Frontline Wars Heating Up: How One Company is Taking on The Supply Chain

Supply chain frontline worker in a warehouse

What do you do when you’re a critical link in the supply chain and you’re struggling to find employees? 

One employer’s answer is to make employees find you.   

That’s the goal behind food distributor UNFI’s recent benefits strategy, responding to its survey about employee’s top concerns by upping its game to include flexibility, sign-on bonuses, and help for families. 

“For working parents,” reports WHP-TV in Pennsylvania, “UNFI has partnered with childcare provider Bright Horizons to provide emergency backup childcare, to give working parents peace of mind if their regular childcare falls through.”

The move comes as the clock counts down to the holidays, and UNFI – a supply-chain company self-described as “moving food forward” – vies against other employers for valuable seasonal hires. It’s an unusually competitive hiring season to begin with. But at a time when the term, “supply-chain woes” has entered even consumers’ vocabulary, hiring for these jobs is especially urgent. True to form, “Transportation and logistics,” wrote LinkedIn recently about the industry outpacing even retail for hires, “recorded the biggest jump in share of seasonal job postings.” 
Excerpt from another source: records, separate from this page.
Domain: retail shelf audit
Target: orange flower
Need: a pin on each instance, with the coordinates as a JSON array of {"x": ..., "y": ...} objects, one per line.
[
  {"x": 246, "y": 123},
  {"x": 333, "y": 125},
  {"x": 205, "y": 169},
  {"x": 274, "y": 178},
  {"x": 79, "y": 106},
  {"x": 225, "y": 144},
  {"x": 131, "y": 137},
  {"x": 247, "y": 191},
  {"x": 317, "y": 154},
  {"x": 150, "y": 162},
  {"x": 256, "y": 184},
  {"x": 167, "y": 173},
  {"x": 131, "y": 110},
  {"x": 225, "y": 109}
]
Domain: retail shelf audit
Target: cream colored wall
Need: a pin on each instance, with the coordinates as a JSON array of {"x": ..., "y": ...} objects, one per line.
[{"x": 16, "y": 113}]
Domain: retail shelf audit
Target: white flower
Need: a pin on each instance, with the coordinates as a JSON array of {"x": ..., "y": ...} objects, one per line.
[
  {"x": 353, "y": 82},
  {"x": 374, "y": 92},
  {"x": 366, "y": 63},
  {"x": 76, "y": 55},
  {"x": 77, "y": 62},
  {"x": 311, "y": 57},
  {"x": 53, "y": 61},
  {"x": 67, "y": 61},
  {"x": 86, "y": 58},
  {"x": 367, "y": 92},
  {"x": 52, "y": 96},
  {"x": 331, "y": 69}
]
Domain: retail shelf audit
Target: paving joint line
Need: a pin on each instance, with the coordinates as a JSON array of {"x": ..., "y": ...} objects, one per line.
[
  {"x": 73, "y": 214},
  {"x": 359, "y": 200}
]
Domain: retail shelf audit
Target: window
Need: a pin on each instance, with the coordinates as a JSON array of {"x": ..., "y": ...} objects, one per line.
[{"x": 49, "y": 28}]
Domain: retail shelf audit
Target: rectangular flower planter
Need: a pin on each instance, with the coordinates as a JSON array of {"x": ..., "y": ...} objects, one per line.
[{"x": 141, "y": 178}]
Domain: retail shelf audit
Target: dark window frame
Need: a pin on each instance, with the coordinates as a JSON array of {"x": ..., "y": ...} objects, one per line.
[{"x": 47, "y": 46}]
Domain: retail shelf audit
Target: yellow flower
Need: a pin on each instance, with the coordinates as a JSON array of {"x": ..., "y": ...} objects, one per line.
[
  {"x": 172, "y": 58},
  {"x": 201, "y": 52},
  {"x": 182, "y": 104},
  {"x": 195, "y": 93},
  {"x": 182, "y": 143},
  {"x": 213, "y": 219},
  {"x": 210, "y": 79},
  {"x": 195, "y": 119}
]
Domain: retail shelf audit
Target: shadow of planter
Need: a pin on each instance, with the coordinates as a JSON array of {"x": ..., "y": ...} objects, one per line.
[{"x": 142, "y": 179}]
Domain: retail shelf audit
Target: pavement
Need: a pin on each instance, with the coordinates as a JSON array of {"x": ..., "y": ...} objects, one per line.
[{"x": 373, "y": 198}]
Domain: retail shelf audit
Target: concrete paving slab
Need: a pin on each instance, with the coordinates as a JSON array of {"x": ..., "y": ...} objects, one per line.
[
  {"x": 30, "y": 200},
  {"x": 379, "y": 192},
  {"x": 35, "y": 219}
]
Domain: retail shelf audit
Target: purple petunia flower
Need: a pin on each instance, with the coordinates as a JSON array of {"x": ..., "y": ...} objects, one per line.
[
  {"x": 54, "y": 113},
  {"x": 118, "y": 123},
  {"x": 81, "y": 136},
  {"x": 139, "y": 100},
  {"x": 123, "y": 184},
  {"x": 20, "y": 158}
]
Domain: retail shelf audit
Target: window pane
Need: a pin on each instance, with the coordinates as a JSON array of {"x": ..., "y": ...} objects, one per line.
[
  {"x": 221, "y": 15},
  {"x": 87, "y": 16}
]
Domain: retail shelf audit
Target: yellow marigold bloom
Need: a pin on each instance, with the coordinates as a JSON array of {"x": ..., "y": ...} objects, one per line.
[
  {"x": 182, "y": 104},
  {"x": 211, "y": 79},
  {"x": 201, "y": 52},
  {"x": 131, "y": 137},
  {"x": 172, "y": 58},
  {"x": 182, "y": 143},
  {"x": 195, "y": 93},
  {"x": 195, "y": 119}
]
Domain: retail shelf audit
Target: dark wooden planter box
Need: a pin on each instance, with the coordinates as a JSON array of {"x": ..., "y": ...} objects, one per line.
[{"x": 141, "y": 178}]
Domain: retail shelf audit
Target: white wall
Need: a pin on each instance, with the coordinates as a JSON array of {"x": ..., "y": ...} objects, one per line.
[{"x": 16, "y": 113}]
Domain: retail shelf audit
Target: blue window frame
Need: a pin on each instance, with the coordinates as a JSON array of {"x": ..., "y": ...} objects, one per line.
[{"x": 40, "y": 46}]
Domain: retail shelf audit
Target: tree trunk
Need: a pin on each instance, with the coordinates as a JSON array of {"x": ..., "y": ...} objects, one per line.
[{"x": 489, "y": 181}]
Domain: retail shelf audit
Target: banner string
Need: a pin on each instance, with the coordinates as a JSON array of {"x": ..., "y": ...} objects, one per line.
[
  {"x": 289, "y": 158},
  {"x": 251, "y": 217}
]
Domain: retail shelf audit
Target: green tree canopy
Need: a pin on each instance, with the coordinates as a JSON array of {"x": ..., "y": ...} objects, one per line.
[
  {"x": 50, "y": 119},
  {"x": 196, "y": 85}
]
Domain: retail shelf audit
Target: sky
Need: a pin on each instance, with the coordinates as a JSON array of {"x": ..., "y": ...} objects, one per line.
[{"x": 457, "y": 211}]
Yet for companies like UNFI, it’s not just the holidays on the radar. Frontlines have been a top concern for employers throughout the pandemic, and there’s no sign the situation is easing. Even after the decorations are stowed and confetti is swept up, there will be plenty of shelves to stock, and positions to fill.  

“Everyone wants that work life balance and sometimes that’s hard,” a UNFI training supervisor told CBS in Pennsylvania. 

“We have to focus on someone’s family, some of their personal time and that work life balance.”  

With frontlines in the spotlight, added a UNFI general manager, the goal is “to give them what they need,” he told the TV station, “so they enjoy working for us more than the next guy.”